The internet has long been a habitat for bots. For decades, search engines like Google have employed automated “crawlers” to build indexes, enabling websites to appear in search results. However, a new generation of crawlers designed to train generative AI is now threatening the web’s economic fabric and raising privacy concerns. While these technologies undermine numerous websites’ business models, there are evolving methods to prevent them from absorbing your material—at least to some extent.
The Race to Develop Effective Blocking Tools
One innovative approach to countering AI crawlers is to “poison” the data, making it difficult for AIs to learn. Researchers have developed blocking tools such as image filters that introduce “noise” to confuse AIs, while remaining imperceptible to human viewers. Salil Kanhere, a computer scientist at the University of New South Wales, cautions that AI developers are continually seeking ways to bypass these tools.
An Australian research team is striving to enhance these blocking mechanisms. Their early-stage research aims to create “provably unlearnable” content. Derek Wang, a computer scientist at CSIRO and collaborator on the project, explains that most existing tools are highly specific, designed to prevent a particular type of AI from training on specific content. His team has developed an algorithm that assesses how learnable any content is for any AI type.
“This itself is very significant information that can help defenders to polish and update their defenses,” Dr. Wang says.
The algorithm aids in constructing more robust blocking tools by obfuscating the most learnable parts of the content. The team demonstrated their algorithm by creating a noise-generating tool for images, which Dr.
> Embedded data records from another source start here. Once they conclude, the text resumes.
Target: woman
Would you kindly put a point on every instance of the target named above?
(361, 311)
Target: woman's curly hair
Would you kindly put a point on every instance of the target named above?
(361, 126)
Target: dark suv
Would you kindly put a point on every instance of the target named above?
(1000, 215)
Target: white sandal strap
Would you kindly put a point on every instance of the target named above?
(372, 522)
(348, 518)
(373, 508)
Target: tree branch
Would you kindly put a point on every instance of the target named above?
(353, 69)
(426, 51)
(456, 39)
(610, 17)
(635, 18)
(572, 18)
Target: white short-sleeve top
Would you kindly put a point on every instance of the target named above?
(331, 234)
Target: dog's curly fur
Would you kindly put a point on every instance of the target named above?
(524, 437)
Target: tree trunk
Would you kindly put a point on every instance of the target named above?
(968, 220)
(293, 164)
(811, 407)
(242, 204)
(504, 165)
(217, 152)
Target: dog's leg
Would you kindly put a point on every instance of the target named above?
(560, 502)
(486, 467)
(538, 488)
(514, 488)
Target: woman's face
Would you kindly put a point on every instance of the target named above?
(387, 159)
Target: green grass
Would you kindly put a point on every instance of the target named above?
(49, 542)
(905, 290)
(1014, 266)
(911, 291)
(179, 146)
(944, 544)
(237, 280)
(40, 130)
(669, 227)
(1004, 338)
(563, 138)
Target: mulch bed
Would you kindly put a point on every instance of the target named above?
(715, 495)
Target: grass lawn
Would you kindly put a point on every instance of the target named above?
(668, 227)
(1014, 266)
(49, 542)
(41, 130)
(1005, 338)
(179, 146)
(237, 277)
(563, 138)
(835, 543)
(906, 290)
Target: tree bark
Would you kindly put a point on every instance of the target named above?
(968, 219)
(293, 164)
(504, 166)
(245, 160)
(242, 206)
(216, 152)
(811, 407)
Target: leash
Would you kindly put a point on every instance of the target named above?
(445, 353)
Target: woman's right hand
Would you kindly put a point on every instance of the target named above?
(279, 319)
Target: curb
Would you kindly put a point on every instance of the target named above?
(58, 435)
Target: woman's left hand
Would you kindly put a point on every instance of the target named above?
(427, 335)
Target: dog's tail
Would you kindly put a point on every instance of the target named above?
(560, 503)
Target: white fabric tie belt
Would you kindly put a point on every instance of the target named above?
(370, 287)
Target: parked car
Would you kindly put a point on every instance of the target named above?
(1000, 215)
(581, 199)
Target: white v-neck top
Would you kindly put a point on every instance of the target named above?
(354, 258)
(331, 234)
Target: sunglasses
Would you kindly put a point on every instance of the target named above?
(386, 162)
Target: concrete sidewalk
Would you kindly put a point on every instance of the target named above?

Wang claims can make images impenetrable to most AIs.
“Basically, our guarantee can rule out about 90 percent of attacks,” Dr. Wang states.
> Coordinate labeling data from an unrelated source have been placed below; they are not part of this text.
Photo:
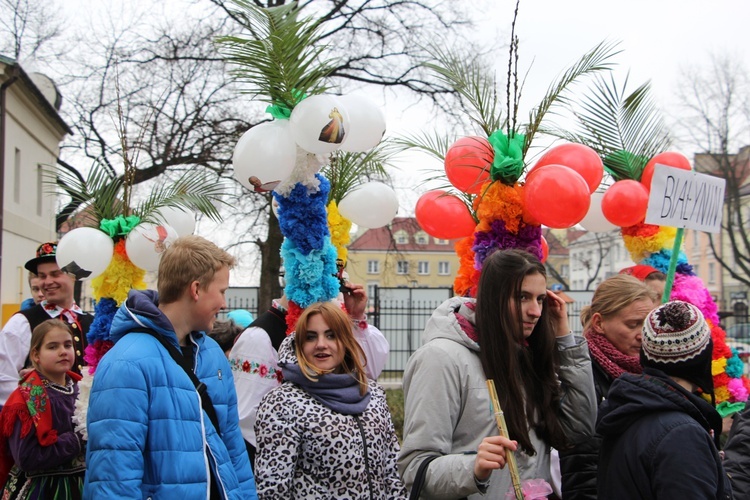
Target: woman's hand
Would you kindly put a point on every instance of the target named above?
(558, 313)
(491, 455)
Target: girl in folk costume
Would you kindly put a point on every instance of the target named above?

The team showcased their work at a conference earlier this year, and various online image creators have expressed interest in using the algorithm to protect their work. While currently focused on images, Dr. Wang notes that their base algorithm could be adapted to develop other types of blockers. However, some content, like text, may be more challenging to protect due to its reliance on fewer characters.
Switching Off AI Access to Websites
Another straightforward method to prevent crawlers from accessing content is to request them not to. Websites typically contain a robots.txt file that instructs crawlers on which pages they can access. Professor Kanhere notes that while crawlers are supposed to adhere to these instructions, compliance is not guaranteed.
Developers are working on new standards, such as the RSL Standard, which allows website owners to specify what content an AI bot can scrape and under what licensing agreements. Some providers, like Cloudflare, have begun implementing AI blockers at scale. In July, Cloudflare announced that their customers’ sites would block AI crawlers by default, offering site owners control over how their content is utilized.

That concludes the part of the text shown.